Charlie and Candy - thanks for asking after Abi and I.  We're fine.  She's an absolute treasure - very noisy so takes after her mum!!  Makes me laugh and smile constantly and starting to achieve little milestones like starting to roll over!  Jacob sounds like a delight too Candy - so pleased all is well with you.  Charlie - I saw you were next on the list but you posted before I got the chance - makes it all the more real when that happens I think!  I remember when it was me and I was grinning from ear to ear!
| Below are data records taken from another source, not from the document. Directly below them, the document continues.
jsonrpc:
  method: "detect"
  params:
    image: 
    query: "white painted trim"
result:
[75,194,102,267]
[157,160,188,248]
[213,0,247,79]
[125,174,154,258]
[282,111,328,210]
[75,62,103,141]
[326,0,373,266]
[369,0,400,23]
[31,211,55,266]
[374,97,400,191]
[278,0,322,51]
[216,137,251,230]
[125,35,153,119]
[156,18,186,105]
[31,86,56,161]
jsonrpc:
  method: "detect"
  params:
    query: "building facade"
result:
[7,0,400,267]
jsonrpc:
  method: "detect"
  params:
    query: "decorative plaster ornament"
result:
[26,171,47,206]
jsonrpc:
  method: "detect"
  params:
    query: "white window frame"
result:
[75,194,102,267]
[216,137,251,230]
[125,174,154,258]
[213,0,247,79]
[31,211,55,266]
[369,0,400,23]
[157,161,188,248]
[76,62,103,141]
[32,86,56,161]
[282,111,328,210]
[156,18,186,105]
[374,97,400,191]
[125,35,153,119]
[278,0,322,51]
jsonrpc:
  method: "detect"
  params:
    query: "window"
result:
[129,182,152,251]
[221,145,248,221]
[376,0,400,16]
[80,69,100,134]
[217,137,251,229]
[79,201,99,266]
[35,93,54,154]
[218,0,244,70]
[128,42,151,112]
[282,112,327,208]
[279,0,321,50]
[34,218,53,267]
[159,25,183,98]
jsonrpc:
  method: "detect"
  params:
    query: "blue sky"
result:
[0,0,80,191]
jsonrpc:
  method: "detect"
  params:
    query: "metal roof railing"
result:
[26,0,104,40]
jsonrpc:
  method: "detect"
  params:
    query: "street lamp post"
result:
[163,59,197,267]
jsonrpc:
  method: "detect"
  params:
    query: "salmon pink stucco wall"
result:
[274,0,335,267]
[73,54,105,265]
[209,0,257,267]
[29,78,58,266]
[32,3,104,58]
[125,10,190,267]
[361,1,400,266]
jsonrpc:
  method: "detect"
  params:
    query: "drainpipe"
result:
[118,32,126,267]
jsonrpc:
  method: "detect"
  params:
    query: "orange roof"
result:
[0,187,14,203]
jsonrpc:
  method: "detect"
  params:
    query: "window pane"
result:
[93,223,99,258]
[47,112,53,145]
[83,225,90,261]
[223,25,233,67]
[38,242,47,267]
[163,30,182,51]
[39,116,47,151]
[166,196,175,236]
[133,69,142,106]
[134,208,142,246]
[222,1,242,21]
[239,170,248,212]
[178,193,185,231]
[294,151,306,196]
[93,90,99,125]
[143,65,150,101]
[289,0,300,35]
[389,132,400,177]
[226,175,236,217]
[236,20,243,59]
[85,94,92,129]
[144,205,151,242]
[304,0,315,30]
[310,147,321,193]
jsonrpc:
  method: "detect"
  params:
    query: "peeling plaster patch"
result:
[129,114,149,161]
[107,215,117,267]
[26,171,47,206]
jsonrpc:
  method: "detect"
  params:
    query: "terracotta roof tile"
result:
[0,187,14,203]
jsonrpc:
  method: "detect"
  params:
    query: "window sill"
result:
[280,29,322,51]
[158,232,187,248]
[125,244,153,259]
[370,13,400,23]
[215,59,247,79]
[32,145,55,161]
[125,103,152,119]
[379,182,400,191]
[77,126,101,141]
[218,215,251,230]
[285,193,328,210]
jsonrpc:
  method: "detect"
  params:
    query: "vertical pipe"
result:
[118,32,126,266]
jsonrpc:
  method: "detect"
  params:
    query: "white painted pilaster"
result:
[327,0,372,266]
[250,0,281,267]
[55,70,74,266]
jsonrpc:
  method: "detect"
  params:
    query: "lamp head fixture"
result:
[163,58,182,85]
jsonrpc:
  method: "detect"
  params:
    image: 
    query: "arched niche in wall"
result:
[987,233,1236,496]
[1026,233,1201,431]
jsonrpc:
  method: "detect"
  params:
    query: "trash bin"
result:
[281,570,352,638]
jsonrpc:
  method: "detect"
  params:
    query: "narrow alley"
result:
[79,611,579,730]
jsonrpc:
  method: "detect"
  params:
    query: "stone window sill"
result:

Morgan - good to hear about the boys and how they're developing.  Sorry that they aren't too well though at the moment.  I laughed at your no more lie ins comment too - my Mum and Dad are on holiday and I'm missing them so much.  What would we do without Grandma and Grandad eh!

Sorry no more personals - need a bath too much to relax!!  Abi has slept really well since being a baby but we're regressing a bit now to sleepless nights!  Hopefully a short term thing as I think she's starting to work towards weaning - fingers crossed thats what it is anyway!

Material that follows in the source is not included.